The client-server architecture of LLDB seems to cause the poor performance above for debugging a process locally. As described in the doc at https://lldb.llvm.org/use/remote.html, LLDB on Linux and macOS uses the remote debugging stub even when debugging a process locally. Meanwhile heavy threading in lldb seems to be another cause of the poor performance.
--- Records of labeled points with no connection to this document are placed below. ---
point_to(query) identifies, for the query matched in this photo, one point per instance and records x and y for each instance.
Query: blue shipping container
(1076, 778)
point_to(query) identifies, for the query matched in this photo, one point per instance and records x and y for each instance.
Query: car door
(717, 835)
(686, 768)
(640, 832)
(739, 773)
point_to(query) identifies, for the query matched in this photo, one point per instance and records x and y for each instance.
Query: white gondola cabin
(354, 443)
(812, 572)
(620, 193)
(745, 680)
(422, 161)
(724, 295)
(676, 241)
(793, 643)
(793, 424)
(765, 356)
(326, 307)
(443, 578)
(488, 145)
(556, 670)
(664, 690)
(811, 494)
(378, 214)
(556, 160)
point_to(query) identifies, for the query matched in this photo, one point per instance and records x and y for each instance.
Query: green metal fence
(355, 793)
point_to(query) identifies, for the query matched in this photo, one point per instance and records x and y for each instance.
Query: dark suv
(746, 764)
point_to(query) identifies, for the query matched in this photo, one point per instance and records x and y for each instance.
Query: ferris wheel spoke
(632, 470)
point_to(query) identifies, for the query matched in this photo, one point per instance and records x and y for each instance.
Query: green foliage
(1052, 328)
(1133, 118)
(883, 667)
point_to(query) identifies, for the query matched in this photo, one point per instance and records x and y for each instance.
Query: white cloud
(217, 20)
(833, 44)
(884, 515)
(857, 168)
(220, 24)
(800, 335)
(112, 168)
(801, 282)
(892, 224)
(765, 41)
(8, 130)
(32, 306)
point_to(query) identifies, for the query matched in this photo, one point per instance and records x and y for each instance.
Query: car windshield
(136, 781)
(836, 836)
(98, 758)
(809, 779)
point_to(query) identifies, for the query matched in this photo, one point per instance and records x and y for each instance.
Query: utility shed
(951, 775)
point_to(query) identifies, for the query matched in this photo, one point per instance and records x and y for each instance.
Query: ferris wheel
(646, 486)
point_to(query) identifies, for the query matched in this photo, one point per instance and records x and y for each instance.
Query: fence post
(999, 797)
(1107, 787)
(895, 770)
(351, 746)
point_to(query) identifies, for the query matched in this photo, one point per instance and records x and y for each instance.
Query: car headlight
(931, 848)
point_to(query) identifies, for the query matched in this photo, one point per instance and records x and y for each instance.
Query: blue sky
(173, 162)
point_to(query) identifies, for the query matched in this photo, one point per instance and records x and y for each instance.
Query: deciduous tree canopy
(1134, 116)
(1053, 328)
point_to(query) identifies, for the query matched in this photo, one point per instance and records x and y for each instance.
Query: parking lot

Using gdbserver on localhost makes gdb run around 2x slower, but it is still much faster than debugging locally with lldb.

run-gdbsvr.sh

#!/bin/bash -x
(gdbserver --once localhost:2345 ./testcase) &
cat << GDBCMD > gdbsvr.cmd
target remote localhost:2345
set pagination off
source m_gdb.py
info breakpoint
continue
quit
GDBCMD
gdb -x ./gdbsvr.cmd --args ./testcase

Results with gdbserver

... ...
Callback:  0.000384s,  Total:  1.236005s
Callback:  0.000387s,  Total:  1.236392s
Callback:  0.000383s,  Total:  1.236775s
Callback:  0.000386s,  Total:  1.237162s
Callback:  0.000383s,  Total:  1.237545s
Callback:  0.000384s,  Total:  1.237929s
fib(16) = 987
count-1 = 3192

Child exited with status 0

PS: The performance impact of the breakpoint callback should be considered also. Let's measure the impact of the execution of the callback with lldb and gdb.

callback.py

import time
s, e = 0, 0
def stop():
    t = time.time()
    global s, e
    l, e = e, time.time()
    if s == 0: l, s = e, e
    print("Callback: %9.6fs,  Total: %9.6fs" % (e - l, e - s))
    return time.time() - t
for i in range(6):
    print("%9.6f" % stop())

Run callback.py with lldb

(lldb) command script import callback.py
Callback:  0.000000s,  Total:  0.000000s
 0.000034
Callback:  0.000045s,  Total:  0.000045s
 0.000009
Callback:  0.000015s,  Total:  0.000060s
 0.000007
Callback:  0.000013s,  Total:  0.000073s
 0.000007
Callback:  0.000013s,  Total:  0.000086s
 0.000007
Callback:  0.000013s,  Total:  0.000099s
 0.000007
(lldb)

Run callback.py with gdb

(gdb) source callback.py
Callback:  0.000000s,  Total:  0.000000s
 0.000023
Callback:  0.000033s,  Total:  0.000033s
 0.000010
Callback:  0.000018s,  Total:  0.000051s
 0.000010
Callback:  0.000017s,  Total:  0.000068s
 0.000009
Callback:  0.000017s,  Total:  0.000086s
 0.000009
Callback:  0.000018s,  Total:  0.000103s
 0.000009
(gdb)

It takes about 7~9us for each execution of the breakpoint callback, and runs a little bit faster on lldb. The performance impact of the execution of the breakpoint callback is very limitted, ~4.8% for gdb and ~0.6% for lldb.